The Information Retrieval Experiment Platform (Extended Abstract)

Maik Fröbe, Jan Heinrich Reimer, Sean MacAvaney, Niklas Deckers, Simon Reich, Janek Bevendorff, Benno Stein, Matthias Hagen, Martin Potthast

Published: 01 Jan 2024, Last Modified: 13 May 2025IJCAI 2024EveryoneRevisionsBibTeXCC BY-SA 4.0

Abstract: We have built TIREx, the information retrieval experiment platform, to promote standardized, reproducible, scalable, and blinded retrieval experiments. Standardization is achieved through integration with PyTerrier's interfaces and compatibility with ir_datasets and ir_measures. Reproducibility and scalability are based on the underlying TIRA framework, which runs dockerized software in a cloud-native execution environment.
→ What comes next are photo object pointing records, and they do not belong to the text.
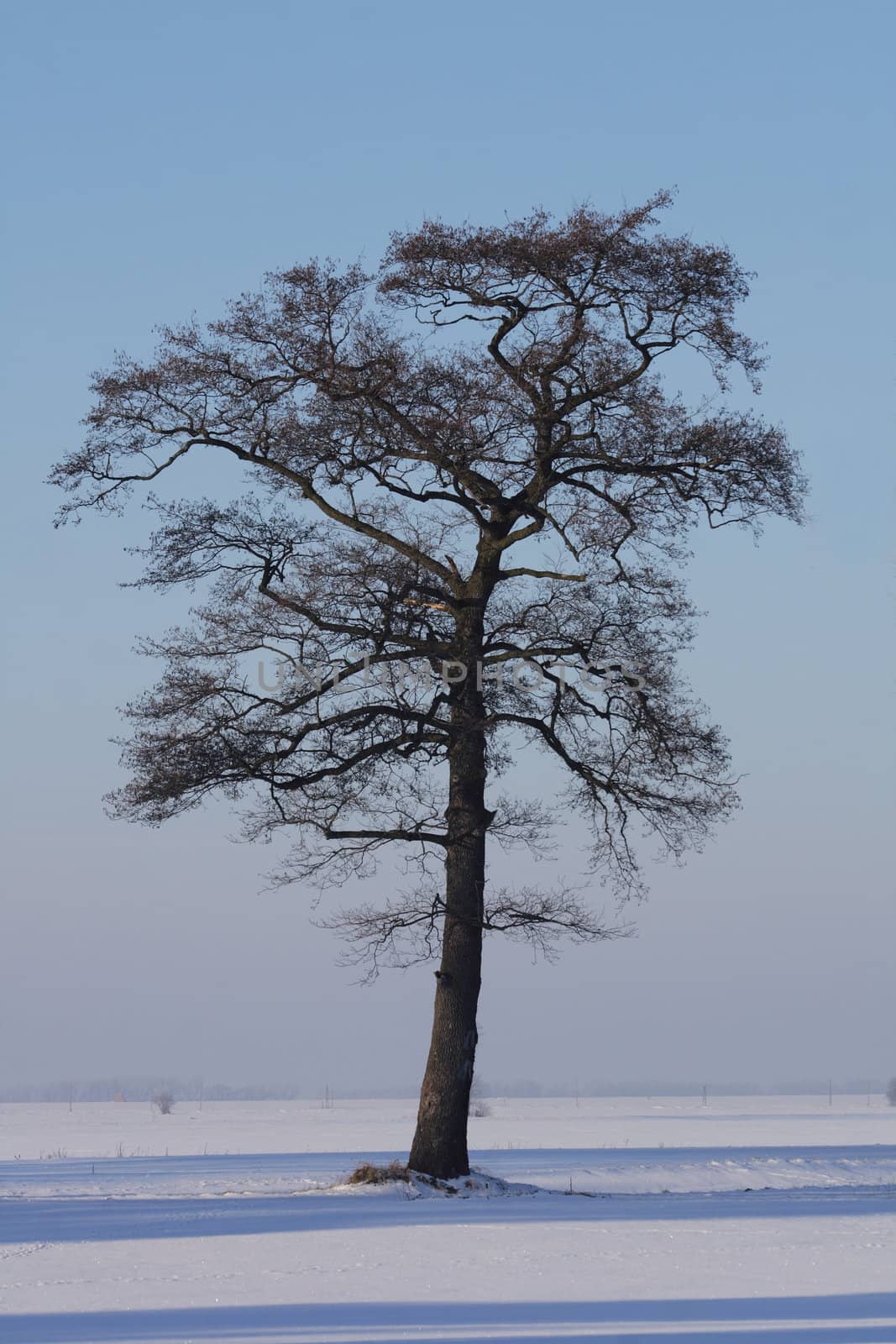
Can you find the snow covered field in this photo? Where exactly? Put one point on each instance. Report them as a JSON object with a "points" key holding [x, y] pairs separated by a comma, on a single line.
{"points": [[750, 1218]]}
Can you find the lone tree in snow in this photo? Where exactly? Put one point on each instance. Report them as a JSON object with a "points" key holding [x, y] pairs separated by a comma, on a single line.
{"points": [[468, 495]]}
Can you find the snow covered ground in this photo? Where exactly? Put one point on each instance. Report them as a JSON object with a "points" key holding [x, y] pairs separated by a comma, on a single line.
{"points": [[658, 1220]]}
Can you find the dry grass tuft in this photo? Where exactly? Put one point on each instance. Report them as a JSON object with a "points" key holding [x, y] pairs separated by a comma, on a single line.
{"points": [[371, 1175]]}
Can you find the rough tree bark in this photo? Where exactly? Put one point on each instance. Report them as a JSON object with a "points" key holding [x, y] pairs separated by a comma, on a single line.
{"points": [[439, 1142]]}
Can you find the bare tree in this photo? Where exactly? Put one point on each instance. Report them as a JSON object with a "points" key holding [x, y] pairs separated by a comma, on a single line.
{"points": [[468, 499], [164, 1102]]}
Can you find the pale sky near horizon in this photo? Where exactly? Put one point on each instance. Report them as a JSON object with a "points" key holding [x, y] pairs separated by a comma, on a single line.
{"points": [[159, 160]]}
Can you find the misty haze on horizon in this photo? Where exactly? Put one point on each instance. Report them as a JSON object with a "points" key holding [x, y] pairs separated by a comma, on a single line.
{"points": [[129, 953]]}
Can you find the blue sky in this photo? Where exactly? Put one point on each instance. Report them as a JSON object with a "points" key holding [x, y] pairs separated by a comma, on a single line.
{"points": [[159, 160]]}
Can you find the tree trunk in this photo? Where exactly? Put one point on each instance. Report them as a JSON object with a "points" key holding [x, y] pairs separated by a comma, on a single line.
{"points": [[439, 1142]]}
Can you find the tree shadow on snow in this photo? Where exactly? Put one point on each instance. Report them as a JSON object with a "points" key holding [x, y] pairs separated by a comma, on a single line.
{"points": [[765, 1320], [89, 1220]]}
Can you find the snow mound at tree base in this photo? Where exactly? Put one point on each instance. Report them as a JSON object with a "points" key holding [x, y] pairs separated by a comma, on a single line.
{"points": [[419, 1186]]}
Using Docker images of 50 standard retrieval approaches, we evaluated all of them on 32 tasks (i.e., 1,600 runs) in less than a week on a midsize cluster (1,620 CPU cores and 24 GPUs), demonstrating multi-task scalability. Importantly, TIRA also enables blind evaluation of AI experiments, as the test data can be hidden from public access and the tested approaches run in a sandbox that prevents data leaks. Keeping the test data hidden from public access ensures that it cannot be used by third parties for LLM training, preventing future training-test leaks.